In 1792, a group of Sarmatian magnates — most of them from eastern Poland, in what is now Ukraine — appealed to Catherine II to intervene. They raised their standard against King Stanislaw August in the rebellion known as the 'Confederation of Targowica', and nearly a hundred thousand Russian troops surged across the frontier. There followed the Second Partition; the desperate but unsuccessful rising of 1794 led by Tadeusz Kosciuszko; and then the Third Partition which wiped Poland off the map of Europe for 123 years. Sarmatism, in short, achieved precisely what its ultra-conservative patriotism sought to prevent. It allowed foreigners to destroy Poland and abolish Polish independence.

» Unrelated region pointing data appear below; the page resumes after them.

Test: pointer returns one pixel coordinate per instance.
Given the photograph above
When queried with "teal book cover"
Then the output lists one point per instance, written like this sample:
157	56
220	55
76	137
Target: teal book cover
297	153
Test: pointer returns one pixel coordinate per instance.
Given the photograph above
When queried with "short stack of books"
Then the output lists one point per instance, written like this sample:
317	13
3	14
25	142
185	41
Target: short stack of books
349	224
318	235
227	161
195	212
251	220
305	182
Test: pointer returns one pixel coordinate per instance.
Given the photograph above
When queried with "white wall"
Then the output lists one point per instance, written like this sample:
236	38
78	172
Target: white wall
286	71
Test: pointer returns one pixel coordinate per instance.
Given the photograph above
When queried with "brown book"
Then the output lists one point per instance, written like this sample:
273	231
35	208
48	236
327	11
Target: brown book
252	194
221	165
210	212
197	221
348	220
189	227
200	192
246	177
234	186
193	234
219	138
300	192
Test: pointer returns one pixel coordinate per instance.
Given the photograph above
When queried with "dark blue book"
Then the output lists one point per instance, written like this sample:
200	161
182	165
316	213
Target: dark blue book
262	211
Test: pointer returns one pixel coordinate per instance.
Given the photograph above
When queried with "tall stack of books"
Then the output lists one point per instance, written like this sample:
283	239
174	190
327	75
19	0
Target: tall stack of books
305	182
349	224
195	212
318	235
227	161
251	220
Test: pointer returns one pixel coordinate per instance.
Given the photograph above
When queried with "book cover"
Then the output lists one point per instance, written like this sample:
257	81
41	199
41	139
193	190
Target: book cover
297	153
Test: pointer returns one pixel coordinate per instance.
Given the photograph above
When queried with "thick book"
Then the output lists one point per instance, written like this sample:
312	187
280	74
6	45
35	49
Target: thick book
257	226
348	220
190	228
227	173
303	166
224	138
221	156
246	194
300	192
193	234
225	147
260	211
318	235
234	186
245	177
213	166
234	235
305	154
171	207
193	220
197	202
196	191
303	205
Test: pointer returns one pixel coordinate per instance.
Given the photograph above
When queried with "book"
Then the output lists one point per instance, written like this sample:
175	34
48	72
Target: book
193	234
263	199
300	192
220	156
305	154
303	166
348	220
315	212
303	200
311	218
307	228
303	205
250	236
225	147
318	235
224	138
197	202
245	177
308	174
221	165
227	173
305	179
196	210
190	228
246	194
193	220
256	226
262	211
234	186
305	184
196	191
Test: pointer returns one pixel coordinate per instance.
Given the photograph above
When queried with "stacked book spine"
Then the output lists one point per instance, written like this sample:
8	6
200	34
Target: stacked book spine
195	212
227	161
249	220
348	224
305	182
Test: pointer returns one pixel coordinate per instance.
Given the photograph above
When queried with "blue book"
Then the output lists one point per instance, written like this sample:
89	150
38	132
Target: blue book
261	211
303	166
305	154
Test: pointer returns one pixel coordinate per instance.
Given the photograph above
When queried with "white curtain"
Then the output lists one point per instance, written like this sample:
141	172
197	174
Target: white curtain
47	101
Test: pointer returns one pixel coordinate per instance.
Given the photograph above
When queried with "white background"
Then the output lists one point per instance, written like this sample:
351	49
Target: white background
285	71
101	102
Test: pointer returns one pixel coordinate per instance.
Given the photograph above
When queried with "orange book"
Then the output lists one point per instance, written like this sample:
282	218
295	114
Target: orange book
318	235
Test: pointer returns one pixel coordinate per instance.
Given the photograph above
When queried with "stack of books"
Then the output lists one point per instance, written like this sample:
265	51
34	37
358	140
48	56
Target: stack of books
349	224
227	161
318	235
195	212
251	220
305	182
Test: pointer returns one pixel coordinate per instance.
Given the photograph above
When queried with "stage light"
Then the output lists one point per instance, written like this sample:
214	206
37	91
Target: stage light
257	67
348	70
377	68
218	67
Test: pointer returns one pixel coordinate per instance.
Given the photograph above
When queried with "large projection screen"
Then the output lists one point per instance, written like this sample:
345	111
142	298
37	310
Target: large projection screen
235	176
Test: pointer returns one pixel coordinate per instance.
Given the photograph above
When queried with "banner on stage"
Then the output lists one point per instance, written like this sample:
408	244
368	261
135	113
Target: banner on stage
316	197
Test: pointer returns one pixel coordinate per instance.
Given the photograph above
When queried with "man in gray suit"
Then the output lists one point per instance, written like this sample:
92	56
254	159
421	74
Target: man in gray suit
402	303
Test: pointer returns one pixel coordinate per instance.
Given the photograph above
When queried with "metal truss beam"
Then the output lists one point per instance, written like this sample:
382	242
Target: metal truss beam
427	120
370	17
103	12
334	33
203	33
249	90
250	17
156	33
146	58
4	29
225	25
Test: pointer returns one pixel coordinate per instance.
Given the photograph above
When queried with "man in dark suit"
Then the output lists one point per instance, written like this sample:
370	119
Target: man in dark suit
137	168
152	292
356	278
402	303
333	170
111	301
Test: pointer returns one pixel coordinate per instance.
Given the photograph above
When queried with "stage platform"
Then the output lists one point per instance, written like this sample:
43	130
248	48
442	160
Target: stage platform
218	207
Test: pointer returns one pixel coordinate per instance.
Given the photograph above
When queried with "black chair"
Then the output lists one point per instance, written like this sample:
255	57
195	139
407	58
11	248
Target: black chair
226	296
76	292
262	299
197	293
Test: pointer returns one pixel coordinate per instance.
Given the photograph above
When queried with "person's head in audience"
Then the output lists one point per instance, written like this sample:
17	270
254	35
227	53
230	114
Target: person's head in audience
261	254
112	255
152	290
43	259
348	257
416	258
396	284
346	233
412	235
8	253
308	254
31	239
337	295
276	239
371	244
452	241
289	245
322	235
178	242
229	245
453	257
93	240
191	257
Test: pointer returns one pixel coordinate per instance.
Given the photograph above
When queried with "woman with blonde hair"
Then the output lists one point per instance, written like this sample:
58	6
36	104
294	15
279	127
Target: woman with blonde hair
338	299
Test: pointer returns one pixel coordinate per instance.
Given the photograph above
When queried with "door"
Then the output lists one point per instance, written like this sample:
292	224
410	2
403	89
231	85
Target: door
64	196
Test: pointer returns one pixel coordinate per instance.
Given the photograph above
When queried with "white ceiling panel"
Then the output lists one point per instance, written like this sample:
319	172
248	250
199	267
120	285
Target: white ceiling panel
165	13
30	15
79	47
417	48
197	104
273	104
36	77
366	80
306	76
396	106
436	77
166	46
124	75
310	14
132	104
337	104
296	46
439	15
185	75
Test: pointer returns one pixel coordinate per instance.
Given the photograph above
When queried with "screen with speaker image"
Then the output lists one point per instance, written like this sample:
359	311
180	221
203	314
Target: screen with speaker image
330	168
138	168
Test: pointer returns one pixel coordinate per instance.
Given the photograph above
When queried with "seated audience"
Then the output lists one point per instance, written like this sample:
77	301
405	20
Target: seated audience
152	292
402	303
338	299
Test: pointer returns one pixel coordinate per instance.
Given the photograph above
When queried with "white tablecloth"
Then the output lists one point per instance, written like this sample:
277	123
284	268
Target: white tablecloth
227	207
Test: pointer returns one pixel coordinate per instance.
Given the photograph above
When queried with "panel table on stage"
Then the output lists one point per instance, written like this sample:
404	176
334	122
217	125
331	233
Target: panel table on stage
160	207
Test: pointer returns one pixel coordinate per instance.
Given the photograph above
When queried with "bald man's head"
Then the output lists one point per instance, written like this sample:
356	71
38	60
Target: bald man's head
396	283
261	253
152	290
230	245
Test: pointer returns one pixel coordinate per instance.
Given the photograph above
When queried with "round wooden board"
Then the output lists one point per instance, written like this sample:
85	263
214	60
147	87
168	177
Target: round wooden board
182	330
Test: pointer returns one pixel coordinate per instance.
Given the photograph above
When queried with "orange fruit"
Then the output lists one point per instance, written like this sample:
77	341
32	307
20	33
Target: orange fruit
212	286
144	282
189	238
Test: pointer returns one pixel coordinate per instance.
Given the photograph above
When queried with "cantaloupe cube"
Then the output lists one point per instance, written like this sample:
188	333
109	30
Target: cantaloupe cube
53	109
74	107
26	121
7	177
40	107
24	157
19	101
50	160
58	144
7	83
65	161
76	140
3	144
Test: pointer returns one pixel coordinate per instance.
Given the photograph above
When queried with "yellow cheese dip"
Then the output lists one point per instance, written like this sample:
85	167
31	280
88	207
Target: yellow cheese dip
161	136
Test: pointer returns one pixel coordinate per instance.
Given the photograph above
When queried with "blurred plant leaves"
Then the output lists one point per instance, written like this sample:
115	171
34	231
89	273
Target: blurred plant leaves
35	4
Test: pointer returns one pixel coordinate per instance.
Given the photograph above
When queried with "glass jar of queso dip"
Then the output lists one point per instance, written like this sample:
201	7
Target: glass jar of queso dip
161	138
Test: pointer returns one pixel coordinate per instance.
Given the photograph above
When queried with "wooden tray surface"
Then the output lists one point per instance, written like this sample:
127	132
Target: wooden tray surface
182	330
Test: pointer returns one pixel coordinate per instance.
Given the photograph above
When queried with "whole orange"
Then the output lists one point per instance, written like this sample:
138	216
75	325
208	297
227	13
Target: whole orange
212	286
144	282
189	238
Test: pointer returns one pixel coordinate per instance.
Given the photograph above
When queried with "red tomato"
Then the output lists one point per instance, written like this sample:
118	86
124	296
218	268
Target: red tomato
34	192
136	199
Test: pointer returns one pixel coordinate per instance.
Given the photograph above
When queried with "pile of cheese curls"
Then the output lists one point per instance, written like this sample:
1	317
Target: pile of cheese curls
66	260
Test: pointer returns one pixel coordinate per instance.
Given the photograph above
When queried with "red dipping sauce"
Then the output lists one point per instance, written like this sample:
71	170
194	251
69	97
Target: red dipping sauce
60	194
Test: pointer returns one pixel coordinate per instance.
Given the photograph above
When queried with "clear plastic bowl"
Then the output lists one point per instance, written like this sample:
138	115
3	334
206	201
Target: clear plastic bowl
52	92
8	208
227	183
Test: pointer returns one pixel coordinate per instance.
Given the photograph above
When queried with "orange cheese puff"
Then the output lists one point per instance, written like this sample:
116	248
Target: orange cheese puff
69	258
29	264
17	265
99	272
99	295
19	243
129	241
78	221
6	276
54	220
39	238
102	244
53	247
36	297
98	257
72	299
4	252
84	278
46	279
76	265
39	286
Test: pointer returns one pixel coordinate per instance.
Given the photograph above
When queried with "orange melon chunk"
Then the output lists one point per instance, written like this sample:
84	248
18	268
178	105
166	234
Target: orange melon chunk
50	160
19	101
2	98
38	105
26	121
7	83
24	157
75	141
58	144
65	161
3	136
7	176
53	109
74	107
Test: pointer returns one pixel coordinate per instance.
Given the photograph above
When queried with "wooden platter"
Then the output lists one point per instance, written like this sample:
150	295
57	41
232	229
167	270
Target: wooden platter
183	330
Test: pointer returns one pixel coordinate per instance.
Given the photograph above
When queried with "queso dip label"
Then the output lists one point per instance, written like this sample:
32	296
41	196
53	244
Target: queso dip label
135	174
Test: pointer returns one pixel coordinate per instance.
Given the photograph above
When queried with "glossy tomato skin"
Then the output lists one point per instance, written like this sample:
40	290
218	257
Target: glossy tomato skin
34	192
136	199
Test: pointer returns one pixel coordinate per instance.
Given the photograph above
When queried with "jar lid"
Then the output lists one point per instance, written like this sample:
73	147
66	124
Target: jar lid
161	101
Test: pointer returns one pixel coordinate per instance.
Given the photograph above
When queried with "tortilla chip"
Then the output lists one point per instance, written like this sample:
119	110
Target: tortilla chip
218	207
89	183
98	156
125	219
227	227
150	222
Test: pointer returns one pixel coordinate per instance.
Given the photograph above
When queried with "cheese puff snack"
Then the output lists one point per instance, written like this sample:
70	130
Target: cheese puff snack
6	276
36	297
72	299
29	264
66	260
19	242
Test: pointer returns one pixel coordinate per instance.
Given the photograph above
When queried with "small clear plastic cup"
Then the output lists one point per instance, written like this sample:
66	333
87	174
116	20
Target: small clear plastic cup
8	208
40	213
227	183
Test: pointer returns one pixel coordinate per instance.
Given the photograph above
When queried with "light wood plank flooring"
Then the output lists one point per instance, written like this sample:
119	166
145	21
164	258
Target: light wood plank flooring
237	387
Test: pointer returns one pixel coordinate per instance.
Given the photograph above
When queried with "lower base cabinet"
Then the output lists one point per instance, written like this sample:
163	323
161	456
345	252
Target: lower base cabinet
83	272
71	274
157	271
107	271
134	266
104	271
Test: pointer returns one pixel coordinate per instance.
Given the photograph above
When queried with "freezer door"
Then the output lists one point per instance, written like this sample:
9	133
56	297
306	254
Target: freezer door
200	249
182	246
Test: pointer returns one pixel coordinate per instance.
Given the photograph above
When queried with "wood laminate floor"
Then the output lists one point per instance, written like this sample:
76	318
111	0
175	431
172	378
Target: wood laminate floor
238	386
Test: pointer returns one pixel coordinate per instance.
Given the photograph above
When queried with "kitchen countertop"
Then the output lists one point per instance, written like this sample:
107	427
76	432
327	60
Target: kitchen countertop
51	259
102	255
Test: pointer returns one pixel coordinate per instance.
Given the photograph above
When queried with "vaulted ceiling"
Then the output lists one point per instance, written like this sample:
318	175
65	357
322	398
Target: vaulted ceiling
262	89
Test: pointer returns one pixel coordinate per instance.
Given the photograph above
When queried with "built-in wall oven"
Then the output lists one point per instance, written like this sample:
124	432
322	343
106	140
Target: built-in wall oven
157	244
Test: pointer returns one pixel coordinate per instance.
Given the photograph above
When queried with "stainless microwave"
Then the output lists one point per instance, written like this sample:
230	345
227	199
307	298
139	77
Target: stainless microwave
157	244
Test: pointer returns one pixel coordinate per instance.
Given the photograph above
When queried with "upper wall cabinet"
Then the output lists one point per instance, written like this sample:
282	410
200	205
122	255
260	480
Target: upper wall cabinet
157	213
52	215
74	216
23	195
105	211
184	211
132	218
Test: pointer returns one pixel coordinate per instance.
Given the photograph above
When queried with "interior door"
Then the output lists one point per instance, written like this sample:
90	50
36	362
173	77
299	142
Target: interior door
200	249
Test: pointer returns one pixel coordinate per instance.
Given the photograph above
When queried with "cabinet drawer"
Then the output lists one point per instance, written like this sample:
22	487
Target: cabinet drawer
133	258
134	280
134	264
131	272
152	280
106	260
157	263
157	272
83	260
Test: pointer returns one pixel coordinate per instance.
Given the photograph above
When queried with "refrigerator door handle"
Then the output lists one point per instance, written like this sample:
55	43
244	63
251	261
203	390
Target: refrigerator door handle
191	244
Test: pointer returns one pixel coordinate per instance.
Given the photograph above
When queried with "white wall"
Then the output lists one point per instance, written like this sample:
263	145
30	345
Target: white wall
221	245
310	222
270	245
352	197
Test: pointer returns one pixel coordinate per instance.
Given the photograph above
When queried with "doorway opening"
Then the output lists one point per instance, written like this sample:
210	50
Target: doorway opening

But, to the end of their lives, many of these Targowican barons failed to understand what they had done. They kept their vast estates, travelling now to St Petersburg and Odessa rather than to Warsaw and Krakow. They had lost the political influence they had enjoyed in the old commonwealth, but to be appointed Marshal of Nobility in some Ukrainian county was not a bad substitute. It baffled and appalled them when some of their sons and daughters took up arms for Polish independence in the nineteenth-century insurrections, often to end up in a forest grave or a Siberian penal colony. But this, no doubt, was further proof that the terrible French germ of Jacobinism was still infectious. Meanwhile, the fact that they themselves were secure and prospering could only mean that all was well with Poland too.
One of those who signed the Confederation of Targowica was Seweryn Rzewuski. He was one of the patriarchs of a great family which was proud of its Targowican connection and which saw no reason for remorse in the years which followed. He was also the grandfather of Karolina Sobariska, born Rzewuska.
In the end, there is only one plausible track tow
ards the mystery of her inmost feelings. This track leads through a hall of mirrors into a chapel with a self-portrait above the altar: the monstrous solipsism of conservative aristocracy. What was good for the Rzewuskis was good for Poland. What diminished the ancient liberties of the Rzewuskis was treachery to the liberty of Poland.
She saw, perhaps with genuine pity, the fate of those she betrayed. They walked Paris pavements, borrowing money to feed their children, or sat all day in Dresden cafes over a cup of coffee, or dug trenches in the Siberian permafrost under the eye of a sentry. They talked all the time about 'Poland', whatever they meant by it. Some of them had been to bed with her. Some of them were honest enough in their way. But they were not 'our sort of people'. The tradition in which she had been brought up taught her that they were another, lower species who shared her country, who might be owed some protection in return for loyal service, but who could not be expected to think as 'we' thought, or to understand what 'we' understood.